1時間足と4時間足ならどちらがおすすめですか?
私なら、まず4時間足を見ます。
4時間足で相場の形を確認したうえで、1時間足をエントリーのタイミング確認に使う方法が分かりやすいと思います。
日足ならチャートパターンの信頼性は高いですか?
日足だから必ず成功するわけではありません。
短期足に比べて細かな値動きが整理されて見えやすいというメリットはありますが、日足でもチャートパターンが失敗することはあります。
月足・週足のチャートパターンは使えますか?
使えます。
実際、今回紹介したUSD/JPY月足やEUR/USD週足にも複数のチャートパターンが確認できます。

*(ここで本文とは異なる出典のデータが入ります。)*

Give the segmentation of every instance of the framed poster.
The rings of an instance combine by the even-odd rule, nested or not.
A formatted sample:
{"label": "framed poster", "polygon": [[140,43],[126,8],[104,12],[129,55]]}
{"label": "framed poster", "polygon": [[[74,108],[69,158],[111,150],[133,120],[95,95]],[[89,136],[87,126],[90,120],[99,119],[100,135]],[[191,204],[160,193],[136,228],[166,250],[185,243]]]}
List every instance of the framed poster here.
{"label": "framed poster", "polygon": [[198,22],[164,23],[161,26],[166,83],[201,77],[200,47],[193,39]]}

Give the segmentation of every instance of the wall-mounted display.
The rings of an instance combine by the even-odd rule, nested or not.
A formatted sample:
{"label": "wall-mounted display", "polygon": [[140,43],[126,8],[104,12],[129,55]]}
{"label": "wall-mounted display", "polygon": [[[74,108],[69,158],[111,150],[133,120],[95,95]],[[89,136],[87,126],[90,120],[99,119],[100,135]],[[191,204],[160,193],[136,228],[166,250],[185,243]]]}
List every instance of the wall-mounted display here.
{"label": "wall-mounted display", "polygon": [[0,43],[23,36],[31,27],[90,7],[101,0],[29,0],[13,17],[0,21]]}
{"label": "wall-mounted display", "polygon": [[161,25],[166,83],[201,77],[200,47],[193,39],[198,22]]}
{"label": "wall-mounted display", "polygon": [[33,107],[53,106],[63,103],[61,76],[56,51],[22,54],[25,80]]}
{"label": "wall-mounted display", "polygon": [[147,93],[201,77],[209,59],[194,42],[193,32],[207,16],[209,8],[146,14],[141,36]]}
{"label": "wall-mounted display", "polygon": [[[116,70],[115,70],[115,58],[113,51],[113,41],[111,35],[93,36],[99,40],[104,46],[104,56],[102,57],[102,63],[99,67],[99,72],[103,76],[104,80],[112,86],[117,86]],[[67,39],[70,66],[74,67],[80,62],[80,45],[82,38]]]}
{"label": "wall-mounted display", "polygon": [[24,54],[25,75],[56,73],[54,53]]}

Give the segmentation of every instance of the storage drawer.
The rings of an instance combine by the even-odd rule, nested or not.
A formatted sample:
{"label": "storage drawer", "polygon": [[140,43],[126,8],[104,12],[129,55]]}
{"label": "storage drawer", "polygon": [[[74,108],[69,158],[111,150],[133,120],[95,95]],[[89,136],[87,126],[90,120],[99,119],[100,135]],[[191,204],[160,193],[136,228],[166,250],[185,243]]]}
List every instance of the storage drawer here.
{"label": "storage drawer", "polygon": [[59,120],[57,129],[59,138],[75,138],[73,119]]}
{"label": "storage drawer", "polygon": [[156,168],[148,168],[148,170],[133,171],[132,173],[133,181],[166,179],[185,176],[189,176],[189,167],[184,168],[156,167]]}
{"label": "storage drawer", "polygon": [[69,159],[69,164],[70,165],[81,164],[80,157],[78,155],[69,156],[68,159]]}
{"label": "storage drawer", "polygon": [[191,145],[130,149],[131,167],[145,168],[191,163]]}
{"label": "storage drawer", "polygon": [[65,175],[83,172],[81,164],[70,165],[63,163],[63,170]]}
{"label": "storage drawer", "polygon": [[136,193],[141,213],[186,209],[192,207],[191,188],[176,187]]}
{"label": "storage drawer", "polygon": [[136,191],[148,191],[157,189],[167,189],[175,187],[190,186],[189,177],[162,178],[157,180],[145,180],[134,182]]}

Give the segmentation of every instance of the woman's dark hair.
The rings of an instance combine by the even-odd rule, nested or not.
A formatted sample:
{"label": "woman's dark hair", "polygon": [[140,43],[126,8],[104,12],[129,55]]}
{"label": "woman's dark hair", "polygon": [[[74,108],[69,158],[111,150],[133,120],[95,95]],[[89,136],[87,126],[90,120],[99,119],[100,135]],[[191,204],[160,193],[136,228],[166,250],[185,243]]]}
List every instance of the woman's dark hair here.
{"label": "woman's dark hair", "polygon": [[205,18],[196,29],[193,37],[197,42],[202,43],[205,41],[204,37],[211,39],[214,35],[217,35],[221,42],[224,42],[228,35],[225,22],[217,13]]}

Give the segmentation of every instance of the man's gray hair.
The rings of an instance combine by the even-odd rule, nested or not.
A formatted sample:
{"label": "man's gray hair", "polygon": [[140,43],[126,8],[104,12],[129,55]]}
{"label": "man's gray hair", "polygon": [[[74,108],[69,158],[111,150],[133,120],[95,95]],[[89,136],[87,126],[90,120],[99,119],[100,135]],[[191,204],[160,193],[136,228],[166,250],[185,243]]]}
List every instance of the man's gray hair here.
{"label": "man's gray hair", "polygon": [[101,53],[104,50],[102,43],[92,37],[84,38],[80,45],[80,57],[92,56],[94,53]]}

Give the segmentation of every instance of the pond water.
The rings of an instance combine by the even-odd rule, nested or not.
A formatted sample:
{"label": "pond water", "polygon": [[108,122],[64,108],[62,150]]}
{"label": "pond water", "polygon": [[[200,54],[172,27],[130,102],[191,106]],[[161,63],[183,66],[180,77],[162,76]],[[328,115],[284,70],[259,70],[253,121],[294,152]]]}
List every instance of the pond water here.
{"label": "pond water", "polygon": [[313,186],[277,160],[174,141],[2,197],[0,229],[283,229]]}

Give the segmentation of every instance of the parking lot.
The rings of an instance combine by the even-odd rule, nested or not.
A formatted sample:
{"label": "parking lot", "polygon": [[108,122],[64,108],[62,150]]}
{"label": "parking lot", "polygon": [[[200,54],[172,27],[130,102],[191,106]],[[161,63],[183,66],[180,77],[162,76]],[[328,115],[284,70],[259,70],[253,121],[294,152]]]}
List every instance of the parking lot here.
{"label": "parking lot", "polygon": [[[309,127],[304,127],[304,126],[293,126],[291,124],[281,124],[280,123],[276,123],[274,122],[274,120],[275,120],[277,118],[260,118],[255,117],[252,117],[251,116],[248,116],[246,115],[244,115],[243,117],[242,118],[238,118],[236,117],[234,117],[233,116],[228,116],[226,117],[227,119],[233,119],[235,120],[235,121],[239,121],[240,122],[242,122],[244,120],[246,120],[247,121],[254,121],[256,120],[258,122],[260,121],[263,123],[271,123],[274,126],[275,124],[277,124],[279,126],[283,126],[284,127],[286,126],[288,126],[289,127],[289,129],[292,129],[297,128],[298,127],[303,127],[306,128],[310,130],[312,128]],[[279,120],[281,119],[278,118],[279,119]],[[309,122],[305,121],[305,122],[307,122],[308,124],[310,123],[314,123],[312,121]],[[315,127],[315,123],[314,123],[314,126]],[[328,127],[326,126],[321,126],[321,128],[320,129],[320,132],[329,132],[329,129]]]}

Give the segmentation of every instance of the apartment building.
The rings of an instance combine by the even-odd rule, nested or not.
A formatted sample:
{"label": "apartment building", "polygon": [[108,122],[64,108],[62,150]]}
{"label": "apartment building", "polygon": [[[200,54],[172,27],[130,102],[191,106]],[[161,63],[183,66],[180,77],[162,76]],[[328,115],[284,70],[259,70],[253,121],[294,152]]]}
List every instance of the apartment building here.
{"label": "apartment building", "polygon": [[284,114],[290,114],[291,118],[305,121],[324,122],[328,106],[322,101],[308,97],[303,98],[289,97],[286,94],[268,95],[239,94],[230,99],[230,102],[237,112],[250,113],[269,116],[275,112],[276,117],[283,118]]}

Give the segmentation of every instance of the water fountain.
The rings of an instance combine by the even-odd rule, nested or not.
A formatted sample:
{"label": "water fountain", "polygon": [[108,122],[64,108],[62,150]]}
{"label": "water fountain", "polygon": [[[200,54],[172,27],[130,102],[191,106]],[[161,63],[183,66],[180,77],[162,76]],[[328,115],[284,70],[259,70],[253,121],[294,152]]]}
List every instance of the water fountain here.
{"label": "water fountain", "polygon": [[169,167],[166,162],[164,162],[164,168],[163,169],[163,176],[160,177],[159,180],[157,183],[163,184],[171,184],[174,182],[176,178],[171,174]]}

ただし完成まで時間がかかり、損切り幅も大きくなる可能性があります。
私は実戦の主役というより、長期的な相場構造を見るために使うことが多いです。
チャートパターン完成前にエントリーしてもいいですか?
私は基本的には待ちます。
「ダブルトップになりそう」
と考えて売った後、そのまま高値を更新することもあるからです。
形を予想するより、完成を確認してから次の値動きを考える方が、自分には合っています。
まとめ|「何分足が正解か」より時間足を使い分ける
チャートパターンは1分足にも、4時間足にも、月足にも現れます。
ですから、
「チャートパターンを見るなら絶対に○時間足」
という答えはありません。
ただ、私なら、
日足で大きな流れを見る
↓
4時間足でチャートパターンを探す
↓
必要なら1時間足でエントリーを確認する
という使い方をします。
初心者の場合も、このくらいから始める方が分かりやすいと思います。
短期足だけを見ていると、上がった、下がったと目線が何度も変わりやすくなります。
反対に月足だけでは、なかなかエントリーする機会がありません。
だからこそ、一つの時間足だけに正解を求めず、
時間足ごとに役割を分ける。
これが私なりの結論です。
そして、どれだけきれいなチャートパターンが出ても、必ずその通りに動くわけではありません。
過去チャートなら簡単に見つけられる形でも、リアルタイムでは完成するまで分からない。
そのことを忘れずに、上位足の方向や損切り位置まで確認してから判断することが大切です。
※本記事はFXの分析方法について解説するもので、特定の売買や利益を保証するものではありません。FXには元本を失うリスクがあります。実際の取引はご自身の判断と適切な資金管理のもとで行ってください。